- Born: Seán McGinley c. 1952 Gweedore, County Donegal
- Died: 1 November 2009
- Occupation: Actor
- Spouse: Theresa McGinley (19??–2009; his death)
- Children: 4

= Seán Mac Fhionnghaile =

Irish actor (c.1952–2009)

Seán McGinley (c. 1952 – 1 November 2009), known as Seán Mac Fhionnghaile, was an Irish actor from County Donegal. He was known primarily for his comic roles, particularly for his leading roles in the TG4 sitcoms C.U. Burn and Gleann Ceo, as well as RTÉ Raidió na Gaeltachta comedy series Cois Cuan. He was executive producer for the 12-part series, FFC, and was a member of Aisteoiri Ghaoth Dobhair, an actors' group.

==Early life==
He was born Seán McGinley in Gweedore, County Donegal.
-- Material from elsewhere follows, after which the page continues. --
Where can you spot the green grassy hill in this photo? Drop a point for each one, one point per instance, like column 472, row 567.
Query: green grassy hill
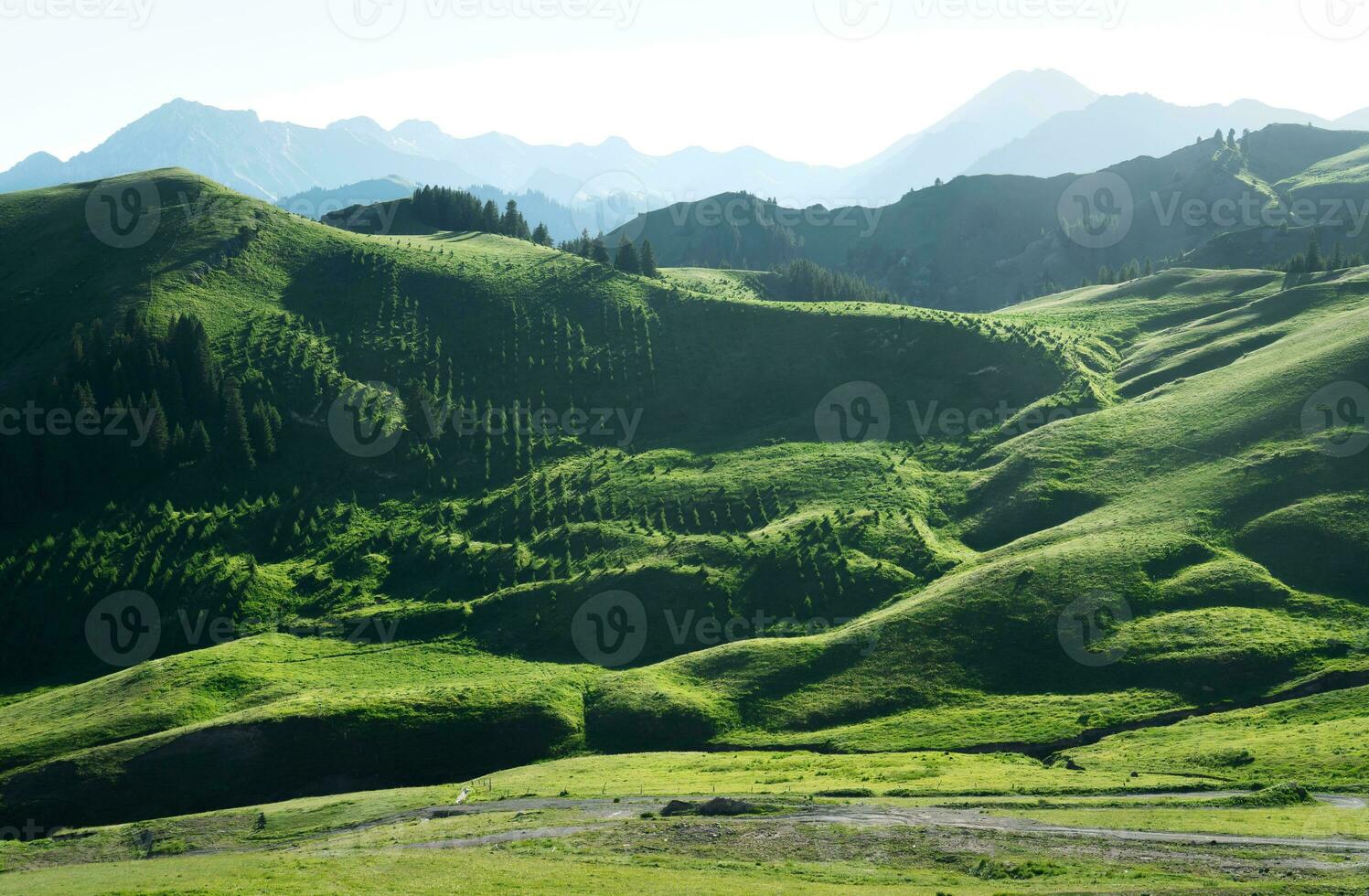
column 1098, row 510
column 982, row 242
His mother, Grainne, would survive him.

==Career==
Best known for his leading roles in television shows such as CU Burn and Gleann Ceo, he was executive producer for a further 12-part series, FFC, for TG4. He was involved in the RTÉ Raidió na Gaeltachta comedy programme Cois Cuan. He also established Cul a Tigh, a television production company. He transformed a run-down factory near his home into a training school and production centre.

==Personal life==
He and his wife Theresa had two daughters and two sons together. He died on 1 November 2009 at the age of 57 following a two year battle with cancer. His funeral took place at Saint Columba's Church in Brinalack, Gaoth Dobhair two days later.